How ironic that I write this on the heels of my last post, where I found myself in a place of acceptance amidst the uncertainties of Birth. And now, enter the Birth Terrors. It is the second night where I am awake and restless at the 4 o’clock hour. Passing through a veil of crankiness, exhaustion, irritability, profound restlessness, agitation, frustration, I think “I’m just tired” as I thrash my way into sleep. Today’s wake up ushers me directly into the unexpected jaws of terror: a literal cold sweat, shortness of breath, vice clamp around my heart and I can’t seem to get out. My body is shaking and I enter into a giant ‘HOLY SHIT’ moment when I feel acutely how much fear I have yet to metabolize about Birth. In the same vein there is gratitude that I’m feeling this at all (and an understanding that this is one of the threads that needs to be experienced and metabolized before baby will come).
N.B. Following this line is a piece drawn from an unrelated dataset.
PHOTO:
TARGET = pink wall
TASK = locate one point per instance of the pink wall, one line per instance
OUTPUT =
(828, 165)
All of this utterly blindsides me. Out of nowhere, and yet obviously living in the deep crevices of my body lies the trauma and fear from the last time I gave birth (and perhaps too the trauma and fear from my own 42 hour labor entrance into the world when I was stuck in my own mother’s birth canal). What if I get STUCK again? What if I can’t get the baby out? Intense claustrophobia propels me to run to the open window in search of space. I trip outside at 4:50am thinking “why don’t people tell you all this is wound up in Birth? Why don’t more people talk about these things?” I do laps, shaking, around my neighborhood block, crescent moon trying to shine through into my awareness. Thank God for the birds singing. They call me away from my terror as I catch my breath.
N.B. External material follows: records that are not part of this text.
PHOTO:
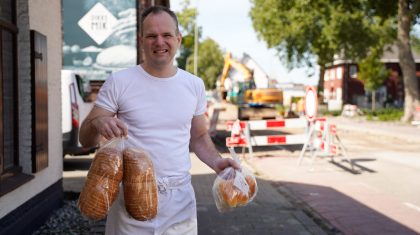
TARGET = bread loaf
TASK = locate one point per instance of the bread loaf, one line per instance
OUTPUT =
(233, 196)
(140, 188)
(252, 183)
(102, 183)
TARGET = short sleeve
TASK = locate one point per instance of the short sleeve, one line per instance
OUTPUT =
(201, 96)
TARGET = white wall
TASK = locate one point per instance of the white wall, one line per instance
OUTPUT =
(44, 17)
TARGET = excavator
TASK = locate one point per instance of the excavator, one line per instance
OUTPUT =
(253, 102)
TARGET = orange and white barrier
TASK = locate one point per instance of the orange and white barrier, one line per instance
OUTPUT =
(241, 133)
(416, 116)
(322, 140)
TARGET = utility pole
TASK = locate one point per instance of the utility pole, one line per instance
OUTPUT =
(196, 45)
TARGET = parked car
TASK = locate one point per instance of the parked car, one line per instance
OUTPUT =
(75, 108)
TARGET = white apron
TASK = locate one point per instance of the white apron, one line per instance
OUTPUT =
(177, 213)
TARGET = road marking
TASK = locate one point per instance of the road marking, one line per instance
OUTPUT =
(412, 206)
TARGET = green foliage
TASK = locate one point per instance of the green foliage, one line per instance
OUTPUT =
(372, 71)
(210, 62)
(187, 19)
(385, 114)
(303, 29)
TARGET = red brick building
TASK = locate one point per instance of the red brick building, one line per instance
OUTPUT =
(341, 85)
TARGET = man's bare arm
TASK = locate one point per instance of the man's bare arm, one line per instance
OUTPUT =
(100, 122)
(204, 148)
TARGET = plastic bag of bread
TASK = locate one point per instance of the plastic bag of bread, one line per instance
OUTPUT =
(234, 188)
(139, 182)
(102, 183)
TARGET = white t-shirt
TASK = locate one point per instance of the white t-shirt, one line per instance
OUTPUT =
(158, 113)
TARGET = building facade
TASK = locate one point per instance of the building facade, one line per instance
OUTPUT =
(31, 150)
(30, 137)
(342, 86)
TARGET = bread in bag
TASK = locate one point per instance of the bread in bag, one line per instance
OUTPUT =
(102, 183)
(140, 188)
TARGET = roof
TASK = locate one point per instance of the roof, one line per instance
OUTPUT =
(390, 56)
I didn’t know this lived in me. I didn’t know this fear of stuckness and claustrophobia was still alive in my experience. How fascinating that these forces of emotion and cellular memory go underground until they are triggered again.
Returning to the status quo of my baseline sanity: I’m reminded that all I have to do is just feel my way through this. We feel what we are letting go of. Feeling equals metabolizing. Burning up. Will this memory of stuckness serve me? Yes, if I feel into it again, awful as it is, and move through it.
I find myself wondering why on earth I’ve chosen to do this again? 40 plus weeks pregnant ushers in my first moments of doubt and dread. All of this feels normal and yet all of this feels vastly under attended to somehow (Meaning: there are so many emotional, physical, and psychological thresholds we as women bump up against and move through around Birth and perhaps there is too little weight placed here. Do we fully acknowledge the vast spectrum of emotions that can emerge? Do we talk enough about it?) All of the sudden we are in it, past it, forgetting the intensity of it…until we walk into an unexpected pocket of remembrance.